突きだしたちっちゃな桟橋と。夕日見えるちょっと暗い色の海と。あんた、やっぱり海の向こうみてて。似てるのにここは家じゃない。あんたが連れてきた。知らないとこ。


鼻すすりたいの我慢していたら、アーロンふりかえって、おれの顔みてから、帰りたいかって、にやりと笑うんだ。


それきりアーロン、こっち向かないでまた海みていて、背中みてたら、むらむらむらっと、にくったらしくなって。体が先に動いてた。


クイック・アンド・アタック。
うおっと、めずらしいおっさんの叫び声。どぼんって派手な音たてて、二人で水ん中へ。
どうしたー!ってワッカの声。だいじょうぶっすよ。おれ、アヒルだもん。それよか、こっちのおじさん心配してよ。はは、あんた、泳ぐのだめだろ?たのしー。足の動き、おぼれてるんだかおよいでるんだか。なんとかかんとか桟橋の横木につかまってる。その下くぐって正面にぷかっと顔出してやった。すっげえ顔。おこれおこれ。もっとおこれ。拳つきだしてくるけどかわして、指でっぽうで水かけ攻撃。


「・・・落ちた」
「あ?ああ」
サングラスね。


水面けって、白い砂んとこに降りていく。波の音も誰かがよんでるのも、みんなくぐもって遠くなっていく。


腹たてるのは、たぶん。なんだかあんたもこっちの人で。帰りたがってんの、おれだけで。

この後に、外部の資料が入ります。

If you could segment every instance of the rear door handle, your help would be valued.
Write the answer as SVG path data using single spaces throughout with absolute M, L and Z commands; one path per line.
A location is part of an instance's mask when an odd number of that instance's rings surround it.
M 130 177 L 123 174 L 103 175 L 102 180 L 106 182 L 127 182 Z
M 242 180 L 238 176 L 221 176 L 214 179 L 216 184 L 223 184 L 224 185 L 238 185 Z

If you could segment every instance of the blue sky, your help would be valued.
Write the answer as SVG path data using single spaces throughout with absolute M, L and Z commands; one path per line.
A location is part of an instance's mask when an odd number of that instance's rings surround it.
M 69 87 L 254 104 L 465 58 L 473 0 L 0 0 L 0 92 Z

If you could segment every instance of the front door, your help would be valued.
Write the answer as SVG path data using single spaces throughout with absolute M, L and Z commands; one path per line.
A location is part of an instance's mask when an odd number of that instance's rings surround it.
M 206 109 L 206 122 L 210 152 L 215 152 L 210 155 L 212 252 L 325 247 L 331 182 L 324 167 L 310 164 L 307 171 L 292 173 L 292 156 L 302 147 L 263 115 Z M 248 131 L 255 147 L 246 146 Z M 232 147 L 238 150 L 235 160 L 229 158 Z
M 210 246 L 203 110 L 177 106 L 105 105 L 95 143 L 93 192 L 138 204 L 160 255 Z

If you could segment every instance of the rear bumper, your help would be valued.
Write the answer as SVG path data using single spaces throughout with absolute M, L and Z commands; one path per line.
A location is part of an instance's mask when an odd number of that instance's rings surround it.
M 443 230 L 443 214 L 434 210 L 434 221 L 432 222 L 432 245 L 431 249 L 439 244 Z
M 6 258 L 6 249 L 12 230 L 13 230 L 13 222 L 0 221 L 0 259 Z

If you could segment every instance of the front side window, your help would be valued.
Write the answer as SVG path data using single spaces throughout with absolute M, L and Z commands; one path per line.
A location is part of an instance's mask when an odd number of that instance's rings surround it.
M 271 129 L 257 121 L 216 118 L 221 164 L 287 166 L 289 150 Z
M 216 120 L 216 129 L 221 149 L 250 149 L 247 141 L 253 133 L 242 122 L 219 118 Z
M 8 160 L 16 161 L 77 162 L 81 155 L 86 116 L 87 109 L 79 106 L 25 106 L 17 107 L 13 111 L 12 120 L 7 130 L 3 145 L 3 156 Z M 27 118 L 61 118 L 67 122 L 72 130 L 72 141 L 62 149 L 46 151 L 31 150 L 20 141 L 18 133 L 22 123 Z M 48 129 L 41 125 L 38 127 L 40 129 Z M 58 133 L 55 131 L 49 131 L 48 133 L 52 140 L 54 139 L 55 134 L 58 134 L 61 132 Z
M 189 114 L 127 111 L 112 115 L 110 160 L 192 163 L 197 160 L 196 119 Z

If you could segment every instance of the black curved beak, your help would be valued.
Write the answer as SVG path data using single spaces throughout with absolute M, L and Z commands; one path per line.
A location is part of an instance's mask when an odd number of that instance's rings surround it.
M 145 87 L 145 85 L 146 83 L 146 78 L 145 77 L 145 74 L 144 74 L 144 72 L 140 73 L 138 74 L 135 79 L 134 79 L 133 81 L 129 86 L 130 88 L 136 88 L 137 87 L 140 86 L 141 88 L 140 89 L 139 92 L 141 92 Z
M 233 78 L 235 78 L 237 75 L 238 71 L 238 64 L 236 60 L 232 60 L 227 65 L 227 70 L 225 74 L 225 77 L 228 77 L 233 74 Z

ゆらゆらゆれながら沈んでくサングラス握って上へ浮かぶ。泳いで桟橋のかげ、はいるとアーロン、黙っておれの顔みてるんだけど、もう、怒っていなくて。おれ、なんか言ってからかってやろうとか思ってたんだけど、アーロン、なんか考えこんでいるみたいな、へんに真剣な顔をしていたから、何も言えなくなって、黙ってサングラス差し出した。
目が、息つまる感じがしたから。


上からのぞかれるとやばいって思ったけど、なんだか、急にすごく不安でたまんなくなって。
だから、キスした。
しょっぱくて冷たい。


上から足音聞こえたから、体はなして、そばすりぬける。横木に手かけると、声追いかけてきた。


「悪かった」
「なにが」
「笑って」
「あたりまえだ」


鉄棒の要領で体ひきあげる。よっ、て手、あげて。あれ、ワッカ、なに、口あけてんのさ?
「アーロンさん・・・突き落とした・・・」
後ろから、ルールーが、あんた、本当にこわいものしらずねって。
アーロン「さん」って、誰?それ。しらねっすよ。